Create another metric filter for the log group of CloudWatch Container Insights performance logs. For Filter pattern, enter a filter pattern for container-level performance log of an ECS service name.
{ $.ServiceName = "Your-ECS-Service-Name" && $.Type = "Container" }
In this example figure, the ECS service name is again the “nginx-fargate-service”:
- Next, define the metrics on CloudWatch metrics:
- For Filter name, enter Container Utilized CPU.
- For Metric namespace, choose the ECS Performance created previously without Create new enabled.
- For Metric name, enter Container CpuUtilized.
- For Metric value, enter $.CpuUtilized.
- For Dimensions, enter the following:
- Name: ServiceName, Value: $.ServiceName.

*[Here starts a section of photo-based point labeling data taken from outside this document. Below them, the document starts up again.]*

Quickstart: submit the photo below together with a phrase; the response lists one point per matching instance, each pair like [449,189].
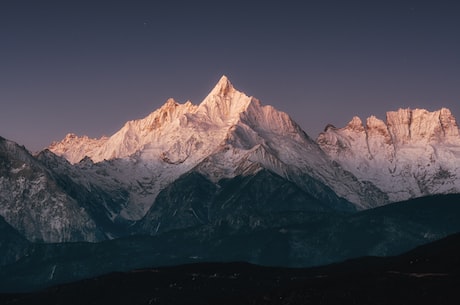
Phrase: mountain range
[227,179]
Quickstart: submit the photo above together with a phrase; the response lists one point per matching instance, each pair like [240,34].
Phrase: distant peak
[223,87]
[355,124]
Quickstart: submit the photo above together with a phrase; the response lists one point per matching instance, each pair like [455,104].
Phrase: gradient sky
[89,66]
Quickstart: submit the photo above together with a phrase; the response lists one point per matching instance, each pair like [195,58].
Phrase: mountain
[415,153]
[227,135]
[282,238]
[426,275]
[37,203]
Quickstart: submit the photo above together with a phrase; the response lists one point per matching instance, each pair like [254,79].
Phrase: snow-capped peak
[223,87]
[166,130]
[415,153]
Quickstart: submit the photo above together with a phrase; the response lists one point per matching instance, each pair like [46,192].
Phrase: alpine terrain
[229,179]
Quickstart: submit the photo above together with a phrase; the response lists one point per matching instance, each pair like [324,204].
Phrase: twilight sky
[89,66]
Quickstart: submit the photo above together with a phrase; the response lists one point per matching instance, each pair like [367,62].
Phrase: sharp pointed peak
[223,86]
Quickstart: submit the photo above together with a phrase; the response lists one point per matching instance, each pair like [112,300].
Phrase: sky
[87,67]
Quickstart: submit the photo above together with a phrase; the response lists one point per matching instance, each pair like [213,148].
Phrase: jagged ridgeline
[227,179]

- Name: TaskId, Value: $.TaskId.
- Name: ContainerName, Value: $.ContainerName.
Since the metrics filter only support 3 dimensions, we did not include the cluster name here. You can change the dimensions based on your operation practice.
Next, you can see the overview of the metric filter creation and create the metrics filter.

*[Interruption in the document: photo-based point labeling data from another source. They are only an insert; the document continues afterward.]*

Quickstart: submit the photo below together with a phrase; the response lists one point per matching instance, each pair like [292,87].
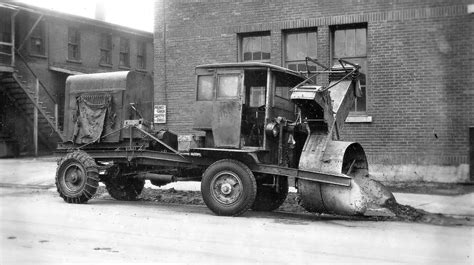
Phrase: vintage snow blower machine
[260,128]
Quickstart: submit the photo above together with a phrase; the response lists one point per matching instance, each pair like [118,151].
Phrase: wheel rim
[226,187]
[73,178]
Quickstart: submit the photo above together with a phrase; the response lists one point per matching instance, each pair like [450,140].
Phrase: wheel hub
[226,187]
[73,177]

Using the same concept, create another metric filter with the same steps for the metric filter of CPU. Create the same filter pattern
{ $.ServiceName = "nginx-fargate-service" && $.Type = "Container" }
and filter the form as the following, modify the Metric value as $.MemoryUtilized.
If you extract metrics from log events, you will be charged for custom metrics. You can follow the steps in Deleting a metric filter topic to delete the metric filters created earlier.
Use cases
Now, when we set up metric filters for task- and container-level metrics, let’s review use cases where we can use those metrics.
Monitor Task CPU and Memory.
We have an ECS task with task-level CPU limit of 2048 CPU units (2 vCPU) and memory limit of 2048 MBi. Then we execute a single thread command (like while true; do :; done) to consume 1024 CPU units. We can see the task-level CPU and memory metrics on the CloudWatch metrics:
In one of AWS blog posts, it wrote how to use CloudWatch Container Insights performance metrics to query the raw data:
1
2
3
4
5
fields @message
| filter Type="Task"
| filter @logStream like /FargateTelemetry/
| stats latest(ClusterName) as Cluster, max(CpuReserved) as MaxCpuReserved, avg(CpuUtilized) as AvgCpuUtilized, max(CpuUtilized) as PeakCpuUtilized, ceil(avg(MemoryUtilized)) as AvgMemUtilized, max(MemoryUtilized) as PeakMemUtilized by TaskId
| sort TaskId asc
We used this method to verify the CloudWatch metrics match to the CloudWatchContainer Insights performance log for the ECS task:
Monitor Container Memory.
When there are multiple containers in an ECS task, we need to dive into container-level metrics to understand which container consumes the resources. Let’s take another example of an ECS task with 3 different containers. We used the stress command to allocate 1.5 GB memory usage constantly in the container.
1
stress --vm 1 --vm-bytes 1536M --vm-keep
From a task-level memory metric, we can see the memory usage consumed by the ECS task:
When checking the container-level memory metric, we can clearly see that it is the stress container that consumes high memory usage:
Conclusion
This article shows how you can use Amazon CloudWatch Container Insights to gain comprehensive visibility into the performance of your Amazon ECS workloads. By setting up metric filters to collect task-level and container-level performance metrics, you can easily identify resource-intensive tasks and containers, allowing you to optimize resource utilization and troubleshoot issues more effectively.